Les débats qui entourent l’identification de la « Judith et Holopherne » découverte dans la région de Toulouse en 2014 procèdent de ces problématiques.

Le Massacre des Innocents, pourquoi est-il spécial ?

  • De par ses grandes dimensions, presque 3 x 4 m. Ce qui lui donne une présence importante dans la Collégiale.
  • De par son sujet : épisode tragique relaté dans l’évangile selon Saint Matthieu. Le sujet est terrible, mais la composition est remarquable.  C’est l’œuvre la plus accomplie de l’artiste à la fin de sa carrière.

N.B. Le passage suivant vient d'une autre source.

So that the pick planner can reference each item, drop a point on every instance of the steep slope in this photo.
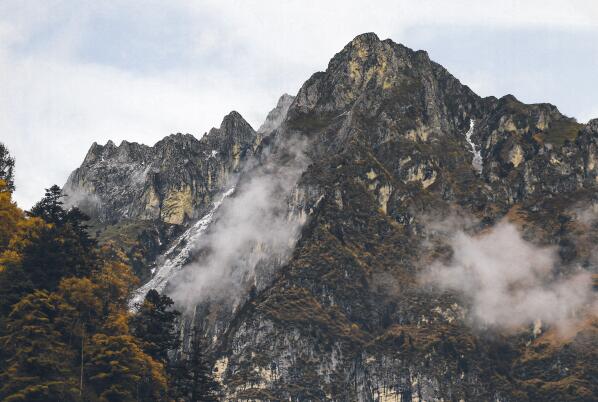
(173, 181)
(347, 318)
(400, 156)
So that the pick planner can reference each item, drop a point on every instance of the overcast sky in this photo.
(74, 72)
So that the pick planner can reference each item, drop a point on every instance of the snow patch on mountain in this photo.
(179, 254)
(477, 161)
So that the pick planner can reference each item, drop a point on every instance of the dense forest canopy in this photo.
(66, 331)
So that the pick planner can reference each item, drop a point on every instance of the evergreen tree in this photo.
(58, 249)
(39, 365)
(118, 370)
(10, 216)
(7, 164)
(193, 376)
(154, 325)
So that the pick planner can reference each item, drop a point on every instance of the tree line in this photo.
(66, 332)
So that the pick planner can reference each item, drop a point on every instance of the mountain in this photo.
(341, 252)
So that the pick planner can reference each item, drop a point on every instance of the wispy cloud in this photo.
(73, 72)
(508, 282)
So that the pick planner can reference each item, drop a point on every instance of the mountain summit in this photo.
(386, 234)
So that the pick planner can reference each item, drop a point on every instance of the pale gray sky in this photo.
(74, 72)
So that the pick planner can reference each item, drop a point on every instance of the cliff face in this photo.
(173, 181)
(394, 142)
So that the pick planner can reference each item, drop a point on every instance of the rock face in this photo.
(173, 181)
(394, 141)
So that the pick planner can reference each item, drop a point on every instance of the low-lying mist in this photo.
(509, 282)
(253, 233)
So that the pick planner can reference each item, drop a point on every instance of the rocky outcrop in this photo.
(394, 141)
(173, 181)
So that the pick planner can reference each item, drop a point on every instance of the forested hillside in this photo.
(66, 332)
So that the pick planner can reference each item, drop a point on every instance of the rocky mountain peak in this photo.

La date probable est 1615 (effacée mais présente dans le cartouche avec la signature). Que de mystères l’auréolent ! Où a-t-il été peint, quand, pour qui ? Quel fut son périple entre 1623 et sa réapparition à Liège en 1854 ? Fut-il réellement daté ? Quelles relations établir avec les autres œuvres de Louis Finson ? S’y est-il représenté ?

Description de l’œuvre 

Fig. 4. Louis Finson, Le massacre des innocents. Détail © IRPA-KIK, Bruxelles, X148087.
Fig. 4. Louis Finson, Le massacre des innocents. Détail © IRPA-KIK, Bruxelles, X148087.

L’effroyable scène du Massacre des Innocents se déroule principalement à l’avant-plan, sous la forme d’une frise monumentale : scène en mouvement où s’enchevêtrent les corps basanés des bourreaux, les corps des mères, grands-mères et enfants, livides. La rage, le tourment et la terreur sont palpables.  Le mouvement est permanent :  fuite, défense, attaque, agression. Au centre, un personnage, plus statique, se tient seul de dos, cela pourrait être un autoportrait de Louis Finson.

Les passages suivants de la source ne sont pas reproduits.